The name itself allows you to make out its prime functionality – filling a deep-cut region of a wound. Wound fillers are mostly used as primary dressing material. They may be used as a secondary dressing as well. Since wounds can be so different, fillers come in various forms too – powders, gels, foam, beads, pastes, creams, and ointments too. As an effective wound filler, here are some of the functions that they perform –

• They act as packaging material in wounds that are highly draining

• They, therefore, aid in filling up dead spaces too

• Sometimes they promote autolytic debridement in the wound bed

• They are often highly absorbent

Wound fillers are thus mostly recommended for partial to full-thickness wounds. Wounds that have exudates up to even a moderate amount are treated with fillers. Moreover, they are suited for infected areas too.

The only challenge that you are faced with while applying fillers for your wound treatment is that they need a secondary dressing. This almost becomes mandatory because you obviously need support to hold the fillers in place. Fillers, therefore, cannot treat a wound all by itself.

Secondly, one needs an overall knowledge of fillers before going in for them. As they come in different types, the wound area needs to be thoroughly inspected before applying the filler. Say for instance the powder fillers, if applied in dry wounds, would have dangerous consequences!

Packaging your wound...a meticulous job!

Since wounds require packing and re-packing, you have to either know or take help from medics. The dressing with which you walk out of the hospital or clinic will have to be replaced in a matter of days. The knowhow of a meticulous packaging of a wound is, therefore, crucial.

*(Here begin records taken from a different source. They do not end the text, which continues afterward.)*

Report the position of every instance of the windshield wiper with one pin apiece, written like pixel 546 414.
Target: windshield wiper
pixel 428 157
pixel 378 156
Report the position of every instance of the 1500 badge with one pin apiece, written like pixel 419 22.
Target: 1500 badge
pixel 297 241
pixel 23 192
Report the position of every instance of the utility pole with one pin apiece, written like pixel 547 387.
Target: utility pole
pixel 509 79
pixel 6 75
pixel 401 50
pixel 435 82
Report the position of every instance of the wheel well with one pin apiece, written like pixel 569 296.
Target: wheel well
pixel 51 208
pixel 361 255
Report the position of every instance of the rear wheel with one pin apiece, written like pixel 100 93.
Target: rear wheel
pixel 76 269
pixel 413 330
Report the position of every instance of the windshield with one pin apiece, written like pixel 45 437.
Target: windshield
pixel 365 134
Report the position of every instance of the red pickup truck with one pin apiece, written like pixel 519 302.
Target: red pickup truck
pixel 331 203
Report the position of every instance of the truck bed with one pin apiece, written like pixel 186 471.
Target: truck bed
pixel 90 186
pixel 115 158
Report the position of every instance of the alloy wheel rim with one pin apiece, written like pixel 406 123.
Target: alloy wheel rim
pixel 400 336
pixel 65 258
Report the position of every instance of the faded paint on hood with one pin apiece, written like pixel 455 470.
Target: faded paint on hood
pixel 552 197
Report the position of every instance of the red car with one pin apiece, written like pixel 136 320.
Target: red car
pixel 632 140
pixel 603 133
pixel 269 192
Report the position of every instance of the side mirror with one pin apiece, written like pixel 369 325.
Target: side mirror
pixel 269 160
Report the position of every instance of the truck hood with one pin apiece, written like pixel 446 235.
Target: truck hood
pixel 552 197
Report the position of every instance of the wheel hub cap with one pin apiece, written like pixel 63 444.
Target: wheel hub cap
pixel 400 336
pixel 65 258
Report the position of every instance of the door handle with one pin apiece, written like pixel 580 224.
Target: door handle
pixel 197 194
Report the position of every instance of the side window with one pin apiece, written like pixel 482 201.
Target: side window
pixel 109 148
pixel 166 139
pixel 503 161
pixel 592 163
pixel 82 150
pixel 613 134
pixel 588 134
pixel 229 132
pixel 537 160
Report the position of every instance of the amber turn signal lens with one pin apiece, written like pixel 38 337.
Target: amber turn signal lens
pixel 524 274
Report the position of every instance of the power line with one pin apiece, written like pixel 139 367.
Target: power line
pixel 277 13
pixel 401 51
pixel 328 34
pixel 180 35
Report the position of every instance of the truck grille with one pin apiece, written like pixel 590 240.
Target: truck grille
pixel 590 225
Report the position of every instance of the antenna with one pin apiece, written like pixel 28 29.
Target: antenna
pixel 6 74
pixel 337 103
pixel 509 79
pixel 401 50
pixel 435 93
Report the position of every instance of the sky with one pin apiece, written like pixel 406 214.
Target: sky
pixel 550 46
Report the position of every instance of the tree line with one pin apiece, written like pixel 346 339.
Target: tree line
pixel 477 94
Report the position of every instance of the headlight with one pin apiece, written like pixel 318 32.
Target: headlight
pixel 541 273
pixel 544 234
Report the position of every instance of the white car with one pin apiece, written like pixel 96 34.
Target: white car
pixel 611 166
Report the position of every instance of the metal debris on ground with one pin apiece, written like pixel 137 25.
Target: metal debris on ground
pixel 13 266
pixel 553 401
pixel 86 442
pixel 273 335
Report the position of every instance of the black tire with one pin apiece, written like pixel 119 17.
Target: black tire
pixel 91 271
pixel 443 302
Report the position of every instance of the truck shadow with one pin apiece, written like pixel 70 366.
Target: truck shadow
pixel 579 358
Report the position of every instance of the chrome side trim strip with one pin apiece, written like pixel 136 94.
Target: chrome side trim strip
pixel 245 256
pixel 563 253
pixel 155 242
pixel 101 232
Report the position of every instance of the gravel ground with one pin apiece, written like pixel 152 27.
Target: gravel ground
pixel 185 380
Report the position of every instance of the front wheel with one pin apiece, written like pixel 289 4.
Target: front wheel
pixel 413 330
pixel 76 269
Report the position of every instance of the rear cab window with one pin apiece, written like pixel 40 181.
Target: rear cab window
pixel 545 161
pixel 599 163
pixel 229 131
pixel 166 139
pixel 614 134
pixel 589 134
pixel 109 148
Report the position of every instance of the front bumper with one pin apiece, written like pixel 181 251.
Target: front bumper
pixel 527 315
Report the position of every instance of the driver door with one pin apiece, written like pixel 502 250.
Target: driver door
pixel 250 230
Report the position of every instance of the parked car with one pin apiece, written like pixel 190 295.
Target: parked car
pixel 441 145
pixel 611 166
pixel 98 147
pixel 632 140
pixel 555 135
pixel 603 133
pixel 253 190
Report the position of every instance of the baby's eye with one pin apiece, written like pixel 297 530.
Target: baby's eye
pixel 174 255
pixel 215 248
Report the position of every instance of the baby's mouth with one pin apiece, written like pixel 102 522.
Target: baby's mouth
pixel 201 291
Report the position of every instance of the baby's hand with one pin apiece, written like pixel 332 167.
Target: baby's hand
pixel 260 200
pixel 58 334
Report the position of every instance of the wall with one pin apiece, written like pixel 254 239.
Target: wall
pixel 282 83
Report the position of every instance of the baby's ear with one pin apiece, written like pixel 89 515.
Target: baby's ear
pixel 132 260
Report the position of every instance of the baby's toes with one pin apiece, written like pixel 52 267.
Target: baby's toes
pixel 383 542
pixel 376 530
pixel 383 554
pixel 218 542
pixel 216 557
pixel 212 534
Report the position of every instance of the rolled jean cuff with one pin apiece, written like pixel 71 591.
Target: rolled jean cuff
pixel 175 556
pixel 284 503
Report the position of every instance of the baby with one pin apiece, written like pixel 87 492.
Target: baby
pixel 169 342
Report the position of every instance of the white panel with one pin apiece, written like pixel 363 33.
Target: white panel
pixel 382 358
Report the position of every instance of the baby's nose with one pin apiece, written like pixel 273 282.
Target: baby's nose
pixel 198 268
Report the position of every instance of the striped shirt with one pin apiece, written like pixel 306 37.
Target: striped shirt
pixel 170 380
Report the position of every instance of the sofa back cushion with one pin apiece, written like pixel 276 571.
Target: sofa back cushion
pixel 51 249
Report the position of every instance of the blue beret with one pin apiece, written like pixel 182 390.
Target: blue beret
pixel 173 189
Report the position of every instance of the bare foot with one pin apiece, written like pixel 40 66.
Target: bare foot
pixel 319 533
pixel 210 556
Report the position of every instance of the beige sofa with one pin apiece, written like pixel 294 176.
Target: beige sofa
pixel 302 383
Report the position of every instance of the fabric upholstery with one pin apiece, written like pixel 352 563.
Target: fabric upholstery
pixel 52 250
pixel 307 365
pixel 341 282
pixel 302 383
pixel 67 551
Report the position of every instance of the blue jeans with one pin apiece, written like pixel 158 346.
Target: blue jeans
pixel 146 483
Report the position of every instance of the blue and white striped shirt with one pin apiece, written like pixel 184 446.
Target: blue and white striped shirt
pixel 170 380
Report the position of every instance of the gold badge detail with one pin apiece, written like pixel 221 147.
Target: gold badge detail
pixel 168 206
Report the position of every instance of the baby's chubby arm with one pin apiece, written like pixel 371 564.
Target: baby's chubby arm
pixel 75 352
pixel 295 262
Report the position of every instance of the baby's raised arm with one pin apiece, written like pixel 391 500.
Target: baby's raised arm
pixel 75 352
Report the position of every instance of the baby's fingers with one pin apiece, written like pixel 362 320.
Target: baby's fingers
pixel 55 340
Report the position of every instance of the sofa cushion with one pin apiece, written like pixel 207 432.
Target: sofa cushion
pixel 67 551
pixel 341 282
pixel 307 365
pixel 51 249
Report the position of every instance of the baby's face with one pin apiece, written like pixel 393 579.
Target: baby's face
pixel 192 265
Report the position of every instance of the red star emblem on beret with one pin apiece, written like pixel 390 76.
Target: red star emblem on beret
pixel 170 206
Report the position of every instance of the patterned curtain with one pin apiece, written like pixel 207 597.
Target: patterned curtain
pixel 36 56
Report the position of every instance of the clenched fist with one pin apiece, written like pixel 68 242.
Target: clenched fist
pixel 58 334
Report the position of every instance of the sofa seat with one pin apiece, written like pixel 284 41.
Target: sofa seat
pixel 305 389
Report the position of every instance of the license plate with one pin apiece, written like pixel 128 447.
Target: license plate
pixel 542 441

Key ingredients that are needed in packing the wound...

First, you need the filling material in hand – ointment, a gauze pad, or the powder. A pair of sterile gloves, a sterile solution, a clean towel, cotton swabs, some secondary dressing material (to cover the filler), and medical tapes are some of the key ingredients needed.

Second, fill the bowl with some sterile solution to soak the dressing material. The material needs to be cut into the appropriate size. If old bandages exist, you need to remove them gently and dispose of them in a plastic bag. Don't forget to wash your hands before proceeding!

Third, the packing material, before being placed on the wound, needs to be squeezed thoroughly so that it does not drip. The material should be so placed that it covers the entire space but not fitting in tightly.

Using cotton swabs the dressing needs to be pushed lightly into the wound in order to cover all areas. The entire area should be covered with a secondary dressing and medical tapes to keep it in the right place.

Beware – it should not turn infectious!

Throughout the job, you need to be cautious about one thing – the wound should not turn infectious! If it does, you need to rush to your doctor asap! Remember, a wound may get infected in the most sterile conditions too. It doesn't have much to do with your wound dressing skills!

You only need to be aware of the signs and symptoms of infection. They are – redness, swelling, soreness, or a foul smell from the wound bed. The wound might grow in size and wound tissues might turn yellow, white, or dark red. If the infection seeps into your blood, fever is the only manifestation.